The Bank of Canada (BoC) is widely expected to keep its QE program and the policy rate of 0.25% unchanged following the September meeting on Wednesday 8 at 14:00 GMT

NBF


“The central bank’s monetary policy meeting should be a quiet affair, with no substantive policy changes expected and no new Monetary Policy Report to be released. While we expect the tapering of the QE program to be taken a step further in October, there are a number of reasons to believe it will be left untouched for now: (1) we’ve yet to see a taper at a non-MPR meeting; (2) the global outlook has weakened modestly in recent weeks on covid concerns; (3) Canadian GDP growth disappointed in Q2; (4) we have limited additional data on the labour market (there will be two more jobs reports published before October’s meeting); and (5) there is a federal election just 12 days after the BoC meeting which, to us, argues for the Bank standing on the sidelines. While the Bank may acknowledge some of these points (namely COVID-19 and the weaker global/Canadian growth outlook) in its statement, it should leave its forward guidance unchanged. It is worth nothing, also that there will be no press conference after the decision on Wednesday. However, Governor Tiff Macklem will deliver an Economic Progress Report on Thursday. This will mark the first public appearance from a Governing Council member since mid-July.”

TDS


“The BoC will have to acknowledge that growth has fallen short of expectations, but the medium-term outlook should be constructive.

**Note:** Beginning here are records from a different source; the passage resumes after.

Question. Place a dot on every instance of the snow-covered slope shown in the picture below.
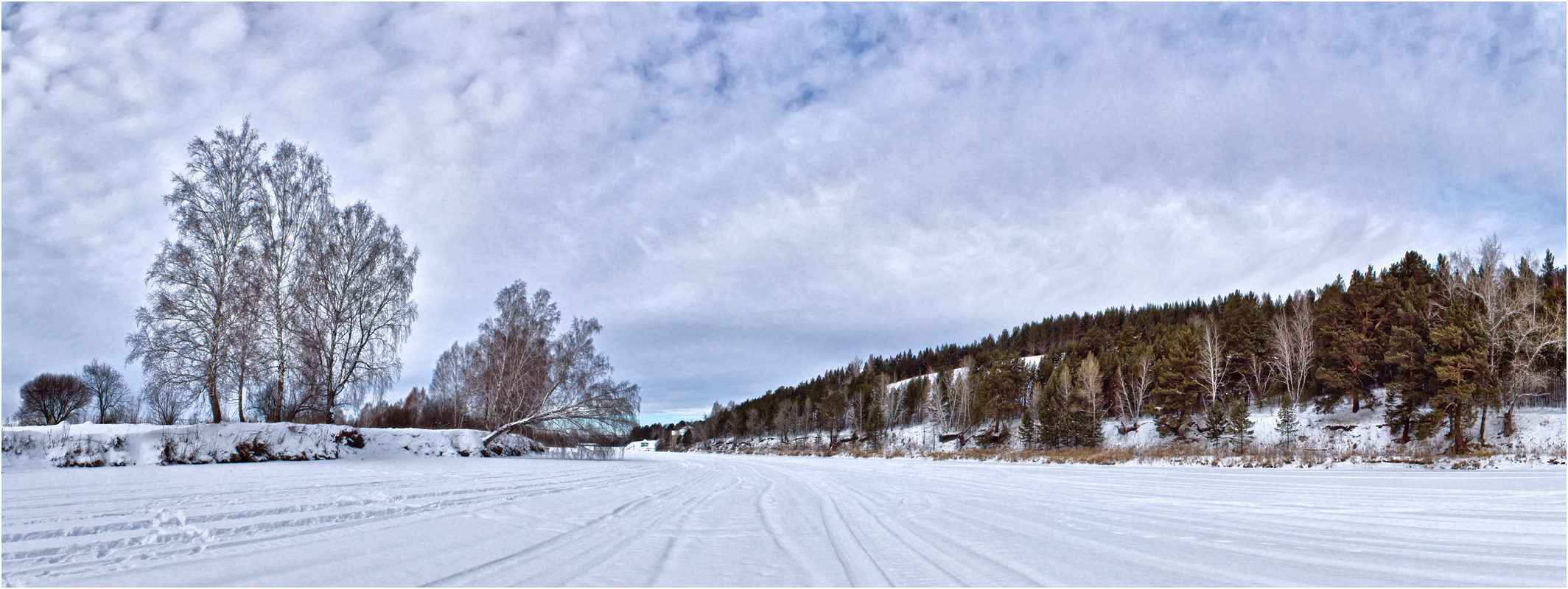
(96, 445)
(1541, 434)
(679, 519)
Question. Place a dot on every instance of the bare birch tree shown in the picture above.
(295, 193)
(536, 381)
(186, 329)
(111, 394)
(1133, 389)
(357, 306)
(1292, 345)
(1211, 359)
(1091, 383)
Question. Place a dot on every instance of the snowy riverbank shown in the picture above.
(136, 444)
(1324, 439)
(681, 519)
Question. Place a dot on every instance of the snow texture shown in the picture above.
(662, 519)
(119, 445)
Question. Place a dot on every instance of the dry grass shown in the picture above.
(1195, 453)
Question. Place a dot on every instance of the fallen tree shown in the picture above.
(524, 376)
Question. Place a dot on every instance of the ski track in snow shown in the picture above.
(775, 521)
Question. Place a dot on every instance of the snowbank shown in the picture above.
(119, 445)
(1337, 436)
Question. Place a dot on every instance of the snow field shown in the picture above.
(668, 519)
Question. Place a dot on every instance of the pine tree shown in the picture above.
(1409, 345)
(1239, 423)
(1214, 422)
(1460, 375)
(1085, 430)
(1345, 342)
(1288, 423)
(1178, 395)
(1027, 431)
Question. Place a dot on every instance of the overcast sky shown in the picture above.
(746, 197)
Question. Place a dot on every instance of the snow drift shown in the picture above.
(119, 445)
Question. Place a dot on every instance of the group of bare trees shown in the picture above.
(272, 300)
(1522, 331)
(522, 375)
(98, 394)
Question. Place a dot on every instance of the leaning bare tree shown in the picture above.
(354, 306)
(184, 334)
(542, 383)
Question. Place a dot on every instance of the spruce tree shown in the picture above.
(1085, 430)
(1460, 375)
(1214, 422)
(1178, 395)
(1345, 342)
(1409, 344)
(1288, 423)
(1027, 431)
(1239, 423)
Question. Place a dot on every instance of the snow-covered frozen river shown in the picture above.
(770, 521)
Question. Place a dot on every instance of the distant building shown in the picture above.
(646, 445)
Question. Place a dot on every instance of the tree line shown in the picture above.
(275, 304)
(1451, 342)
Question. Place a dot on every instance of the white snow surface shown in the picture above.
(670, 519)
(121, 445)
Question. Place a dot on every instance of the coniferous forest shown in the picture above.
(1446, 347)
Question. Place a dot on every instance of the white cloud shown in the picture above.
(749, 194)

We look for QE to remain at CAD2 B per week, with forward guidance pointing to the first rate hike in 2022H2.”

BofA


“We expect the BoC to remain on hold with the policy rate at 0.25% and with bond purchases at CAD2 B per week. Despite high inflation, the economy is still too weak to withdraw stimulus, and the US Fed is providing room to wait. A Federal Election on 20 September may be one more consideration to wait. A potentially dovish tone to the statement suggests idiosyncratic downside risks to the loonie as relative monetary policy drivers remain alive and well. Still, CAD will continue to be influenced by terms of trade developments (i.e. commodity prices) and global risk appetite, both of which have rebounded of late on expectations that Fed accommodation will persist as US data have softened. We see limits to this. Per our recent forecast revision, we expect USD/CAD at 1.30 at end-year.”